Although the concept is still in its research and development stage, if Meta and various other firms meet their Metaverse goals it would drastically transform our means of interaction such that it will shift from being grounded in the physical world to being supplemented by a tenacious digital presence. Facebook’s resources, capabilities, and acquisition of Oculus will allow the firm to become a leader in the development of the Metaverse; however, a major element of the Metaverse is the existence of not one, but multiple virtual worlds that people can transport and jump to and from. Hence, there are “swaths of other big-name brands [joining] the race to build their own–” such as Microsoft focusing on AR efforts on “industrial applications like design, manufacturing, and advertising.”

The immersive experience of the Metaverse will be an impressive leap in technology and how people can express themselves and interact with each other. But there are challenges that accompany this advancement.
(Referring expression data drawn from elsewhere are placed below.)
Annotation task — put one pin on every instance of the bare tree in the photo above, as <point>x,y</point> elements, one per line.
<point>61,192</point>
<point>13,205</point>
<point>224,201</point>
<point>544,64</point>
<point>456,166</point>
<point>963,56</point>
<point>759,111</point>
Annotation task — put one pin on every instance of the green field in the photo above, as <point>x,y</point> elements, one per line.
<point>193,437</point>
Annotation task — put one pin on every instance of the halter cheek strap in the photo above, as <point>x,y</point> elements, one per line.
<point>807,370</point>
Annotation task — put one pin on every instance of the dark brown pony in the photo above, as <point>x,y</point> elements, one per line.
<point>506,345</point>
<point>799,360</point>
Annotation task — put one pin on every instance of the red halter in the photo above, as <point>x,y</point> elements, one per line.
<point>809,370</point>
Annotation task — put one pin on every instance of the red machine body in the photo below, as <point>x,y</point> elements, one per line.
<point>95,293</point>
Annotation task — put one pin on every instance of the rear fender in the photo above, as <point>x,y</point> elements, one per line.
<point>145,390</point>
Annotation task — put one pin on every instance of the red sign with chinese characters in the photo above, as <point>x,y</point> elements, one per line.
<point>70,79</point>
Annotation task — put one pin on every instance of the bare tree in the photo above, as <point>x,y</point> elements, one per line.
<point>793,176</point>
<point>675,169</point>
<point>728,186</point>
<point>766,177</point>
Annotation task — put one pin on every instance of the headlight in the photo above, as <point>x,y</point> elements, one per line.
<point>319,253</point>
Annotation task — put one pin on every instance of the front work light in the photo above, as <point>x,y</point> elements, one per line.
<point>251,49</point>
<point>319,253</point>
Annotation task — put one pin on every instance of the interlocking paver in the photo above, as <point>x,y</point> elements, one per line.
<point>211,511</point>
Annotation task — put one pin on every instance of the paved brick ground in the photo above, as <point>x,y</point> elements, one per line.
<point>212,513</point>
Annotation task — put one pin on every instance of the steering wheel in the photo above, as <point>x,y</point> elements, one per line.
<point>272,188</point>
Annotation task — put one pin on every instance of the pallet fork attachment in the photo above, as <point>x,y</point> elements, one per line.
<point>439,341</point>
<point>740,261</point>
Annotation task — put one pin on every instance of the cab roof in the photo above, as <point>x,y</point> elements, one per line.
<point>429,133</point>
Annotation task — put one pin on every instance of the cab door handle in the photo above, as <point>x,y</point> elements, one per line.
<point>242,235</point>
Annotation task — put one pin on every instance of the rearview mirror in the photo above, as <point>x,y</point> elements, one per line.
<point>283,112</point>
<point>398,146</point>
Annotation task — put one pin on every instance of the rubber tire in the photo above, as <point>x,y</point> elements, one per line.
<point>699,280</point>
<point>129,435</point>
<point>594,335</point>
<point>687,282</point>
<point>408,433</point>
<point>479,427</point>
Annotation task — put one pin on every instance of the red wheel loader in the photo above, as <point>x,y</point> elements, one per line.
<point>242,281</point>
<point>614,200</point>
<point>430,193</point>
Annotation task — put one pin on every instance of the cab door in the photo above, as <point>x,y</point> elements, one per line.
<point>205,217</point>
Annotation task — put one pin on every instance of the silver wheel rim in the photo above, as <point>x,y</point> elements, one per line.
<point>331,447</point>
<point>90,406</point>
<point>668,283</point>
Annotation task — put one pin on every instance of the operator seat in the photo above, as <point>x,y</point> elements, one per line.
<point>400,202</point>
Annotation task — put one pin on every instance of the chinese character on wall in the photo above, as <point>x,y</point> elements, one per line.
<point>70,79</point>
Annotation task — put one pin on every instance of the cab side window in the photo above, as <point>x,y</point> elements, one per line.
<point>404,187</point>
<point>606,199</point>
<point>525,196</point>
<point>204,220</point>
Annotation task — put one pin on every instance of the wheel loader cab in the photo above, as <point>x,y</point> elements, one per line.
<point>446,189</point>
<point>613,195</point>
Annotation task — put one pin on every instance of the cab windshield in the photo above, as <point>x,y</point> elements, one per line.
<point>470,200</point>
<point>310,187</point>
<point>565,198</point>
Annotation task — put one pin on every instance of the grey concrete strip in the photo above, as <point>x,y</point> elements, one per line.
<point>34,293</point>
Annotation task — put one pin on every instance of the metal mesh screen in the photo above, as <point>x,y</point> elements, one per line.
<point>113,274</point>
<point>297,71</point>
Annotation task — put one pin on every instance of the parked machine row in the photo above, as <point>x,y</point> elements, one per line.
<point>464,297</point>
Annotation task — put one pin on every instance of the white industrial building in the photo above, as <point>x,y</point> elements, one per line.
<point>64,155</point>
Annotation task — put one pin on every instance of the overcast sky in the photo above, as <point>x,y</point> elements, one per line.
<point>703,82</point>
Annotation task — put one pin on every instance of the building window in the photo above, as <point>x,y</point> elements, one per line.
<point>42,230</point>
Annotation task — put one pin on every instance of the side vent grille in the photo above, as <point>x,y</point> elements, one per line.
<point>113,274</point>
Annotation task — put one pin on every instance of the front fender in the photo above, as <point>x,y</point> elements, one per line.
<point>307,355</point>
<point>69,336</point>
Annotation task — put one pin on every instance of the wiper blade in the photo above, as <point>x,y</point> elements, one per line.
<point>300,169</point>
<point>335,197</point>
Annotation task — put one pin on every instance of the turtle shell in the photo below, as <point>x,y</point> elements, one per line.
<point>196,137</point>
Significantly, there could be varying opinions on the social costs of people becoming addicted to living in an alternate virtual reality as a means of escapism from the often-times grim reality of the real world. There are also considerable privacy challenges to consider as companies such as Meta begin to collect biometric data to develop realistic avatars or to sell to advertisers.

The Metaverse will enable the monetisation of deeply personal information such as analysis of where and for how long individuals gaze at certain objects – which is not only disconcerting, but also dangerous from a legal perspective.

Technology such as VR glasses, haptic gloves to feel VR objects, 3D cameras, sensors, microphones, etc. will allow companies to mine information on users’ facial expressions, physiological reactions, and make inferences about psychological reactions, process information about the users’ private home environment, and more. Regulations such as the GDPR and UK’s Data Protection Act would need to be updated to ensure that users have “simple ways to exercise their rights.” It will be interesting to see how Meta will convince people to replace their time in the real world with spending it in the Metaverse instead and how it will garner trust from the public while grappling with privacy and political scandals.